Kadhafi s’est ensuite résolu à prendre sa plume pour rédiger des articles sur des questions internationales qu’il signe de son nom et qu’une agence américaine de relations publiques, Brown Lloyd James (la seule à disposer d’un bureau en Libye), a fait publier dans des journaux américains de renom, le Washington Times, en décembre 2008, et le New York Times, le 22 janvier 2009. Le « Guide » s’est aussi offert, le même mois, une vidéoconférence par satellite avec les étudiants de l’université américaine Georgetown pour se rappeler au bon souvenir d’Obama, à qui il a conseillé de donner une chance à Oussama Ben Laden.

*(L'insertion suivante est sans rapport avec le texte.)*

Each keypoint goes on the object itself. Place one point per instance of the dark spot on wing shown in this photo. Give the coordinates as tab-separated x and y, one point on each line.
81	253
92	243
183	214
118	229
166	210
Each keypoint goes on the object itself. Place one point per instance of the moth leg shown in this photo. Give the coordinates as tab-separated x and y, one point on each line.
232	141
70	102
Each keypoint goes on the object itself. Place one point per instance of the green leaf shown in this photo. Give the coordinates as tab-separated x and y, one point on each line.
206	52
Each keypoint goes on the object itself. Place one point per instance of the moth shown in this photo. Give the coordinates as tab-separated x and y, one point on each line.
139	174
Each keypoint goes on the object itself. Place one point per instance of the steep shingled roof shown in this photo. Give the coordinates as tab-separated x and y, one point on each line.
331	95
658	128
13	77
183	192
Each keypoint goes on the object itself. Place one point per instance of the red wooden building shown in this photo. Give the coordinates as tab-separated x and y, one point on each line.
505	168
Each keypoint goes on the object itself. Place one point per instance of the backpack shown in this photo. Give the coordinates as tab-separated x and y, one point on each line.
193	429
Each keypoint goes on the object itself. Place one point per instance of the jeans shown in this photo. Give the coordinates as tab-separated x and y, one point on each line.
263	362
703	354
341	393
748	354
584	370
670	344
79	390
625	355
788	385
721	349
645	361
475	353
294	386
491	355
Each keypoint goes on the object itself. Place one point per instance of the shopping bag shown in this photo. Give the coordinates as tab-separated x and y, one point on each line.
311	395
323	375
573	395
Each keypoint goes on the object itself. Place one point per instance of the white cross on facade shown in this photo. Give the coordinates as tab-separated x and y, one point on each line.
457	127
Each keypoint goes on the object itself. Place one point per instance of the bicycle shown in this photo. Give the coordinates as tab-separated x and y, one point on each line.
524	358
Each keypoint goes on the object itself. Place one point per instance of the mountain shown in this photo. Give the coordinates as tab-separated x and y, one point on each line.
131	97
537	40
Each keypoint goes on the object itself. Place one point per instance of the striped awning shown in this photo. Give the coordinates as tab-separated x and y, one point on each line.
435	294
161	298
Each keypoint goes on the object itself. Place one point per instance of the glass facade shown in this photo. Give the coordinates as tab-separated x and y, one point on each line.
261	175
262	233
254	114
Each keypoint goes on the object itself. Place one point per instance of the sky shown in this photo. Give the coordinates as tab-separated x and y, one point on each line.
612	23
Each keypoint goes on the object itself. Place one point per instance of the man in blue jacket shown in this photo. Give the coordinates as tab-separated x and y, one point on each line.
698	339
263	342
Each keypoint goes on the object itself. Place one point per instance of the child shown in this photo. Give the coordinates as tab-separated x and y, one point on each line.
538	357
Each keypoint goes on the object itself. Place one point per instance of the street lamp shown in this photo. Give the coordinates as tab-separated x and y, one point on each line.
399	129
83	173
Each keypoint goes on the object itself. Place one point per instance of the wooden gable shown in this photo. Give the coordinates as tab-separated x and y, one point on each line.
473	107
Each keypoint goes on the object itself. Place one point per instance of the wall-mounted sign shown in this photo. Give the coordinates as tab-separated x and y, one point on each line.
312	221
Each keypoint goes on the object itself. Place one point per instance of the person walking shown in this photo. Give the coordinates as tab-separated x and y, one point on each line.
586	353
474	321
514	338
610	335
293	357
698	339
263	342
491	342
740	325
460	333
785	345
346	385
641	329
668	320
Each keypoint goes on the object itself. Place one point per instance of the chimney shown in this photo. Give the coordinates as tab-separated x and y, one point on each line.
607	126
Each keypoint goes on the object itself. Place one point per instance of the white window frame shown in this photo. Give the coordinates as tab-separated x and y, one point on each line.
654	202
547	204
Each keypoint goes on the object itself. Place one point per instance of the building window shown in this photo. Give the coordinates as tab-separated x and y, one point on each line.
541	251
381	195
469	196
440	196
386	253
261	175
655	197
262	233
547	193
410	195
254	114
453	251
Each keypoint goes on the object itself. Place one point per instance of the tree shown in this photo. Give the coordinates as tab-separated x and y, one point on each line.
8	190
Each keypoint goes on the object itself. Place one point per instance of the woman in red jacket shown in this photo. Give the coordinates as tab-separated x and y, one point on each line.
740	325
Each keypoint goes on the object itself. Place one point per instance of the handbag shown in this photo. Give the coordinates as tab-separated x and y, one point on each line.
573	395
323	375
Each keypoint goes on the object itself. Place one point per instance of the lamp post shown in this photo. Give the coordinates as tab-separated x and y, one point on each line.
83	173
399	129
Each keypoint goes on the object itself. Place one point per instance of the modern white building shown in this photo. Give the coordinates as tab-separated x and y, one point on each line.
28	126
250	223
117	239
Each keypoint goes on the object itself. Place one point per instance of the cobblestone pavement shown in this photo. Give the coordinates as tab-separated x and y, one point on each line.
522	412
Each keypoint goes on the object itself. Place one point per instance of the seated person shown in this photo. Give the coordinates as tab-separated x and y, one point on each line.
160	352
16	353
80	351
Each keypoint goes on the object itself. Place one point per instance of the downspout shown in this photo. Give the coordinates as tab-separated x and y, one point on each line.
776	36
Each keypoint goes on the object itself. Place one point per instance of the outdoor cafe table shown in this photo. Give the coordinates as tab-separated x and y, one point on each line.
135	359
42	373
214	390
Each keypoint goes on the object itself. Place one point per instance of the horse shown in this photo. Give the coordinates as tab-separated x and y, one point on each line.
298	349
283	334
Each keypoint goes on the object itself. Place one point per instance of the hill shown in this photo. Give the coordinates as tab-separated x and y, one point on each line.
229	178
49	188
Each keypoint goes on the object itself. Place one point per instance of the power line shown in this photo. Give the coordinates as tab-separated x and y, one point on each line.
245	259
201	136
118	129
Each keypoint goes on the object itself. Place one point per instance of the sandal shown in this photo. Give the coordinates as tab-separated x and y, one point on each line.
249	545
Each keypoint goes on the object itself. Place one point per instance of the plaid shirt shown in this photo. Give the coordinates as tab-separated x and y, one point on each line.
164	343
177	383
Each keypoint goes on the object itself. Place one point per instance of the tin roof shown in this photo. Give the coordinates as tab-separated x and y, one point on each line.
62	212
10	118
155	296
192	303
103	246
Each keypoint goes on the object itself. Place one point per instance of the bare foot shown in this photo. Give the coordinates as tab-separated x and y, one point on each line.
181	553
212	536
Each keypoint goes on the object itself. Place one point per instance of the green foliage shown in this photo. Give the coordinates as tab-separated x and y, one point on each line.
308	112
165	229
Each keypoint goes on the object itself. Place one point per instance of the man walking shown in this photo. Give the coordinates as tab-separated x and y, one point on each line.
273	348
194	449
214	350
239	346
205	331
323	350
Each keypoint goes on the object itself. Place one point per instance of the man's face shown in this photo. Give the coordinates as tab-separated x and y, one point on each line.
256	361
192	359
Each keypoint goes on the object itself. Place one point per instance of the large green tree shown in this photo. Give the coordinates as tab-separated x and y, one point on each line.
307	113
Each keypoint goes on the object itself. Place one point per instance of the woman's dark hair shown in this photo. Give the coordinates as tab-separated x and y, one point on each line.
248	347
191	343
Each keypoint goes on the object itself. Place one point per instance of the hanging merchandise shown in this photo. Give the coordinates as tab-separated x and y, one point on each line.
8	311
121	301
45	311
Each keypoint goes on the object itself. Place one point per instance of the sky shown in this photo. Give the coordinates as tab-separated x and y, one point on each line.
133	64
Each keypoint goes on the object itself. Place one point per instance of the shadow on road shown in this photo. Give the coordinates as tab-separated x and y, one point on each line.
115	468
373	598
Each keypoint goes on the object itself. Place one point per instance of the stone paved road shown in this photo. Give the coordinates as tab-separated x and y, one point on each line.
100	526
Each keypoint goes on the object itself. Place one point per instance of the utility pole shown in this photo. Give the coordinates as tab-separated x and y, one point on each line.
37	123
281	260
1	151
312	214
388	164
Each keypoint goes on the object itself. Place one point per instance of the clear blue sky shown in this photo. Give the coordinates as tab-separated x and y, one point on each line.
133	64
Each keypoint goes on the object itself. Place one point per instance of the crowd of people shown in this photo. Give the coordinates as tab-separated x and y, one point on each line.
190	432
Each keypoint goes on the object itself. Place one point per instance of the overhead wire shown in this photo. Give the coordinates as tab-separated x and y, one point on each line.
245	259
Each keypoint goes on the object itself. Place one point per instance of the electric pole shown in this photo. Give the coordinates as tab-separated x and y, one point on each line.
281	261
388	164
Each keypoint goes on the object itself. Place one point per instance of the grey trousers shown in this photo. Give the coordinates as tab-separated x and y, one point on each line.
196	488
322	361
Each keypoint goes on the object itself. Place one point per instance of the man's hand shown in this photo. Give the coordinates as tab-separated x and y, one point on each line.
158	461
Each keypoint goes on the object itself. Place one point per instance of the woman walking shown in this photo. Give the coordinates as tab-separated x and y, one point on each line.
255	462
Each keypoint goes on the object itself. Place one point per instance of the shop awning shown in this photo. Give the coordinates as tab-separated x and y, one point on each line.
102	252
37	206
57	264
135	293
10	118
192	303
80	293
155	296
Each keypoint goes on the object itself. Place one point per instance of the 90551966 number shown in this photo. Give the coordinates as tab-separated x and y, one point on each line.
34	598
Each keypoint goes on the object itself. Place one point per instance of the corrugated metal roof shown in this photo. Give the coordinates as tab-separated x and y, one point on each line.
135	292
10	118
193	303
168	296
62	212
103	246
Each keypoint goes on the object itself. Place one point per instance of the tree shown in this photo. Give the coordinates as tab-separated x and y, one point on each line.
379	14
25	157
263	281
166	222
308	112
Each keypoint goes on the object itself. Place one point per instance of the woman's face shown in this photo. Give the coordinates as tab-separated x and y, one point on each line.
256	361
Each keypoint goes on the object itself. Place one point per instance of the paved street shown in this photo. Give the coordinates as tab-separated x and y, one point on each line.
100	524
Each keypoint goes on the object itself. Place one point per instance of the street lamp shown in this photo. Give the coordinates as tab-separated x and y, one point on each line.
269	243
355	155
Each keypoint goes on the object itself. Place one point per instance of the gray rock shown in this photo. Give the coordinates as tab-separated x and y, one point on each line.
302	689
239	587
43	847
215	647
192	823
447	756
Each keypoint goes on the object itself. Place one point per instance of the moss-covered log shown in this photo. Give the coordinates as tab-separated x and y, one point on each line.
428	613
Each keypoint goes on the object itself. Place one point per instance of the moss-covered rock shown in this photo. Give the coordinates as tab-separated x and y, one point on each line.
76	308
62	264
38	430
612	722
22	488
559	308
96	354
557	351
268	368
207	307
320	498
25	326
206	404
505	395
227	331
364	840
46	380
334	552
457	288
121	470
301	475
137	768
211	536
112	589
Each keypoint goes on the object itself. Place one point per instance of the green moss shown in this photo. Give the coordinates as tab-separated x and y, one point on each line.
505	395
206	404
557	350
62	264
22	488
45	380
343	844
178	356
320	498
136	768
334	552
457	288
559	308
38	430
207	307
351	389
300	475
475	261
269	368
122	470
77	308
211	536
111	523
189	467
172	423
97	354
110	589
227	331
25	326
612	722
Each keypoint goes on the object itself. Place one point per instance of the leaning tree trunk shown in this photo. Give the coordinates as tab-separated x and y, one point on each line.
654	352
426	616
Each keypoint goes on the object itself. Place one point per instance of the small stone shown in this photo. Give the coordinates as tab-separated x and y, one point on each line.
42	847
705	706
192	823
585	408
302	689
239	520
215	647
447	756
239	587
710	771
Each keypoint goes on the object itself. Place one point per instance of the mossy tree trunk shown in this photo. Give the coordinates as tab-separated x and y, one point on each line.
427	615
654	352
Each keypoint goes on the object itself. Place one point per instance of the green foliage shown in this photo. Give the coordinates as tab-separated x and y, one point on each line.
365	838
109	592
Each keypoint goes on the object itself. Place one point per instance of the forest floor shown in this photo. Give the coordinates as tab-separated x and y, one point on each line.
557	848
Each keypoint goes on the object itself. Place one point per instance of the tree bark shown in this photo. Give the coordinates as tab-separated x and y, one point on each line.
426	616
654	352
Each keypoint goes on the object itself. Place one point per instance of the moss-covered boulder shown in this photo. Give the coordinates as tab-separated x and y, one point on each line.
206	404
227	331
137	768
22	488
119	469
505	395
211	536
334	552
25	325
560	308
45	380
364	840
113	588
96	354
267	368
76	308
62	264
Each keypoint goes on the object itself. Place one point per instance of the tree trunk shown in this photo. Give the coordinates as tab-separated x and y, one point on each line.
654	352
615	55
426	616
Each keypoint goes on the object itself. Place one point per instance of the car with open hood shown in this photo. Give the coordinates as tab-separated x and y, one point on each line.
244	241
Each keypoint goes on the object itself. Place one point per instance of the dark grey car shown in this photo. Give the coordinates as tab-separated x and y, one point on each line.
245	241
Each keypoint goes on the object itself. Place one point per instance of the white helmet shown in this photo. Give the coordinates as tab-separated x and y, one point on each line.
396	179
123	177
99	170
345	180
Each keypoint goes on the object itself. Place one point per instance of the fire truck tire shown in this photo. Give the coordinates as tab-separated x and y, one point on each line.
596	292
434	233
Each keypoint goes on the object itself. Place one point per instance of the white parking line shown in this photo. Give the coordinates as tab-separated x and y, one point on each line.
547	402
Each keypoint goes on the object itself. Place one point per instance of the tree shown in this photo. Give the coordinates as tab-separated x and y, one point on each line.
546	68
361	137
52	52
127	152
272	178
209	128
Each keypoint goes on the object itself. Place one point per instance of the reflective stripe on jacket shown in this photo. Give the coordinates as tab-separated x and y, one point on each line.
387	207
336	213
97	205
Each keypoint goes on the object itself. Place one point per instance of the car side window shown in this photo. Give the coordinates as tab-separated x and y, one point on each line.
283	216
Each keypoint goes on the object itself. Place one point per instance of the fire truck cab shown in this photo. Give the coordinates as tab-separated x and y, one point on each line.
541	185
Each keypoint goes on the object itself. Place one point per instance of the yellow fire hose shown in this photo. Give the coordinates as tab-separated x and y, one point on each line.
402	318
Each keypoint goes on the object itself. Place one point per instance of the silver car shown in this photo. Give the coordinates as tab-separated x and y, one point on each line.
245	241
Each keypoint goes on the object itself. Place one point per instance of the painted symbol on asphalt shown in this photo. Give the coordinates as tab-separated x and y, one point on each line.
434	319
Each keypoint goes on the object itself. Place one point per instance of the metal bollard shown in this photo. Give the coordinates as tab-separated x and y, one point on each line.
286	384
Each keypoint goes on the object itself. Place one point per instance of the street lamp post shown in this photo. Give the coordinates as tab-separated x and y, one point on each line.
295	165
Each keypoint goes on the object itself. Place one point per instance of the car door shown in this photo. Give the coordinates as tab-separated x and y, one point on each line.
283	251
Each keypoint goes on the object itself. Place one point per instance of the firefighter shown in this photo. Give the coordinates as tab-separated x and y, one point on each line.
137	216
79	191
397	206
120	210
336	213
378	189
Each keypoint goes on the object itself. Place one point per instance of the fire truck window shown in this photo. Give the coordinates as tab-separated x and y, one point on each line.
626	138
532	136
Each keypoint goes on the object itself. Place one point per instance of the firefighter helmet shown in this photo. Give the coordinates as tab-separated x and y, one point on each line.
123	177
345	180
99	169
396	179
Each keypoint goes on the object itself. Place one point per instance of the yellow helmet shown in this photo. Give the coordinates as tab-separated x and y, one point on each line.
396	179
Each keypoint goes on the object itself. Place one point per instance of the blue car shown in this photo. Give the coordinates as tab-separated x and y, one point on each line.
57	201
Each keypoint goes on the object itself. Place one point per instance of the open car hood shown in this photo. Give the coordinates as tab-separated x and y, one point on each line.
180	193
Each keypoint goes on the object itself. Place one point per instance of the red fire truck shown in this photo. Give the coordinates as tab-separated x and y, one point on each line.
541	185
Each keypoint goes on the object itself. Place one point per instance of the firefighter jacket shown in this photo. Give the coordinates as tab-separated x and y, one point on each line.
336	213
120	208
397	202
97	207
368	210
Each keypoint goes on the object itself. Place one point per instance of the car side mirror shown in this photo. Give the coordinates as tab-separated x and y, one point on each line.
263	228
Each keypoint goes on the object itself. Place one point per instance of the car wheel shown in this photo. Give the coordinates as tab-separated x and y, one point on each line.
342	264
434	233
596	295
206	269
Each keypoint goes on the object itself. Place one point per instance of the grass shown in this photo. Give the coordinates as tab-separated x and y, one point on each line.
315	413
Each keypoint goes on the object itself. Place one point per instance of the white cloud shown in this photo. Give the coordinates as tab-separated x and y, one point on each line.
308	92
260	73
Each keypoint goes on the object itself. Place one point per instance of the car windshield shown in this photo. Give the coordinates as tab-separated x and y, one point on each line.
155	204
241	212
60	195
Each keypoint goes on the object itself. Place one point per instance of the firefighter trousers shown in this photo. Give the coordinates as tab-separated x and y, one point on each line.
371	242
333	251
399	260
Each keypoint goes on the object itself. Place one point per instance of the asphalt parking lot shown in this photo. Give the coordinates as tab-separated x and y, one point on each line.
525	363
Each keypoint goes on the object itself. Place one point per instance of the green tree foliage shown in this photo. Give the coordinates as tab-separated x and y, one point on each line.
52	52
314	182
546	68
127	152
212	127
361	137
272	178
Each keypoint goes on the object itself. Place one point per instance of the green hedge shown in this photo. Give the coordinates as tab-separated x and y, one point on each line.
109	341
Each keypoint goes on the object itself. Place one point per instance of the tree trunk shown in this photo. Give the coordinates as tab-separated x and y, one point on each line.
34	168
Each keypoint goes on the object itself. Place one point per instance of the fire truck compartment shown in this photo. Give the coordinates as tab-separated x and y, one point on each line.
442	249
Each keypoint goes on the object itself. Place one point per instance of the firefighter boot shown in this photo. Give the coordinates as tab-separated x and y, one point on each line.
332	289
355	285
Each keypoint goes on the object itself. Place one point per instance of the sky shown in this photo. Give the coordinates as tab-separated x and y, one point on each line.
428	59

L’offensive de charme tous azimuts de Kadhafi est-elle en passe de changer son image ? Rien n’est moins sûr si l’on en juge par les commentaires de la plupart des médias internationaux après sa désignation, en février, comme président en exercice de l’Union africaine en 2009. « Ubu président », « le plus vieil adolescent des chefs d’État dans le monde », « comédien en mal de reconnaissance internationale », « mégalomane », « narcissique »… L’image de Mouammar Kadhafi serait-elle à ce point ternie qu’il est impossible de la redorer, comme on l’a longtemps pensé ? C’est ce que doivent se dire les conseillers américains du « Guide ».